3.3. Ergochromes Toxicity and Significance

The main aim of this study was to determine the quantity of ECs produced by C. purpurea and other members of the section Claviceps to help assess their potential role in ergotism pathogenicity. The effort to control the toxicosis of forage and human food has generally been successful; however, there has been a resurgence of research interested in the toxicosis of livestock due to increased ergot abundance in recent years [44] and continual reports of ergotism on livestock.
While many researchers continue to focus on compounds that possess the tetracyclic ergoline ring of ergot alkaloids, we showed that so far neglected SAs are equally abundant as alkaloids and have similar toxicity to cell cultures. While our data shows the essential first step, further research into the toxicity of SAs is needed to elucidate their real impact on human and animal health. Understanding the connection of SAs to ergotism might help explain some of the unexplained aspects of egotism. Klotz [9] published a thorough review of the inconsistent nature and occurrence of ergotism in livestock. While his review only covered the toxicosis of Claviceps-derived ergotamine and ergocristine and Epichloë-derived ergovaline, he was still able to determine that the impacts of alkaloids on livestock are not caused by the sole action of a single toxin but rather the combined impact and synergistic action of multiple alkaloids.
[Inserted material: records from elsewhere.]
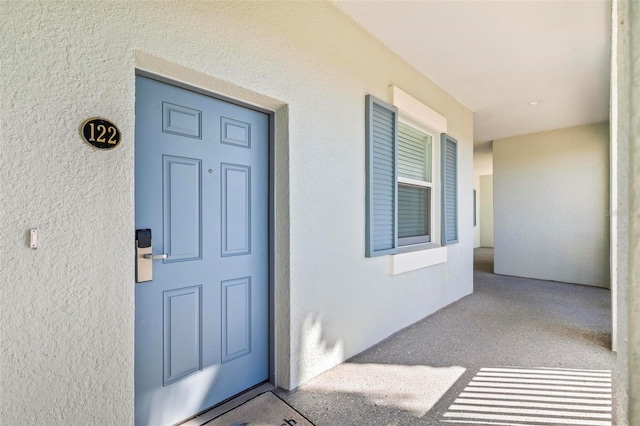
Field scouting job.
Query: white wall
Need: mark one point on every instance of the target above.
(68, 307)
(551, 205)
(476, 228)
(486, 211)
This was evident as many researchers were generally unsuccessful in replicating the complete effects of ergotism by introducing individual or even combinations of multiple alkaloids to livestock. For example, individual applications of ergovaline and ergotamine and combined applications of ergocornine, ergocryptine, and ergocristine were unable to produce gangrenous ergotism or fescue foot in all of the exposed livestock [45,46,47,48]. Similar inconclusive results were also observed for other aspects of ergotism such as fat necrosis and male-specific effects [9]. Such inconsistencies might be the results of concentration levels, alkaloid proportions, isomeric forms, accumulation, as well as individual’s genetic predispositions, prior exposures, and ambient environments.
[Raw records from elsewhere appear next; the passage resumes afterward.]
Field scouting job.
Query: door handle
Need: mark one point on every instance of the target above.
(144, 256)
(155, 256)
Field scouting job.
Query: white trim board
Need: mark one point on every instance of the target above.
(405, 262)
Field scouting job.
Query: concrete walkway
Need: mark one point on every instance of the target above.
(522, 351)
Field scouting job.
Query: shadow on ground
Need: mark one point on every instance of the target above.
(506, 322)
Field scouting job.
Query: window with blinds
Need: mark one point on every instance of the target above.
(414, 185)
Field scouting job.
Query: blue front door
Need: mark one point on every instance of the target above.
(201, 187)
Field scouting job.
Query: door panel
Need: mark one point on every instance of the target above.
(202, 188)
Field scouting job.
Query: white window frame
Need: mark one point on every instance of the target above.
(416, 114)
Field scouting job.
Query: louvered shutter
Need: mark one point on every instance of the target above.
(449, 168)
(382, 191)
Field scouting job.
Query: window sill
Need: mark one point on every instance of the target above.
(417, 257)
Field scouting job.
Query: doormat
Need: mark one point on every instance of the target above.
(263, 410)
Therefore, SAs might represent a missing piece in the larger picture of ergotism on livestock. A few experiments on living animals were conducted with SAs. The major compound of ergot sclerotia, SAA, is lethal to mice at the peritoneal injected doses 50–100 mg/kg [27]. In another study, SAA caused edema and inflammation in rats after the intraperitoneal application of 12.5–50 mg/kg [49]. This toxicity is comparable to well recognized toxin SAD which LD50 for mice in intraperitoneal injection was reported as 42 mg/kg [50] or in a range of 26.5–51.7 mg/kg [24]. Teratogenic effects were observed in rats injected with SAD and teratogenic activity started at doses of 5 mg/kg body weight [25,51]. Data from humans are missing, but it is known that SAD produces cleft palate as the only malformation in fetal mice which is of potential relevance to human health [52]. Furthermore, SAs have various biological effects at non-toxic doses. SAA at the concentrations 0.15–0.75 mg/kg injected peritoneally to mice affect the metabolism of dopaminergic neurons [53,54].
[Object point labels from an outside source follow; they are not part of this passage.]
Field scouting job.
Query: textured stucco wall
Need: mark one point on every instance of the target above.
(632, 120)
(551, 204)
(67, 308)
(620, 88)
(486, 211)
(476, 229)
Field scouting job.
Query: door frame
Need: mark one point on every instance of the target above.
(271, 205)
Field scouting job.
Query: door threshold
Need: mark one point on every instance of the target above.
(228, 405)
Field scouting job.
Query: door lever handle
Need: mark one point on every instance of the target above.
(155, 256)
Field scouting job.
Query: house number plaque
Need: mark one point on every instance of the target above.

In cases of cell line cultures, the toxicity to cancer cells is much higher than for normal cells. SAA is toxic against cultured mouse (IC50 = 0.5 μg/mL, [55]) or human leukemia cells (ED50 = 3.5 μg/mL, [43]). These values roughly correspond to the LD50 ranging between 20–37 μg/mL found in SAA-SAC for Jurkat cells in our study. The IC50 for murine melanoma cells was 1.8 μg/mL for SAA and 0.18 μg/mL for SAD, but to affect healthy keratinocytes a 3.5× (SAA) or 13× (SAD) higher concentration was needed [56]. SAD is also cytotoxic against various carcinoma cell lines at very low concentrations (IC50 = 0.05–0.76 ug/mL) and its mechanism of function is the best studied among all ECs [57].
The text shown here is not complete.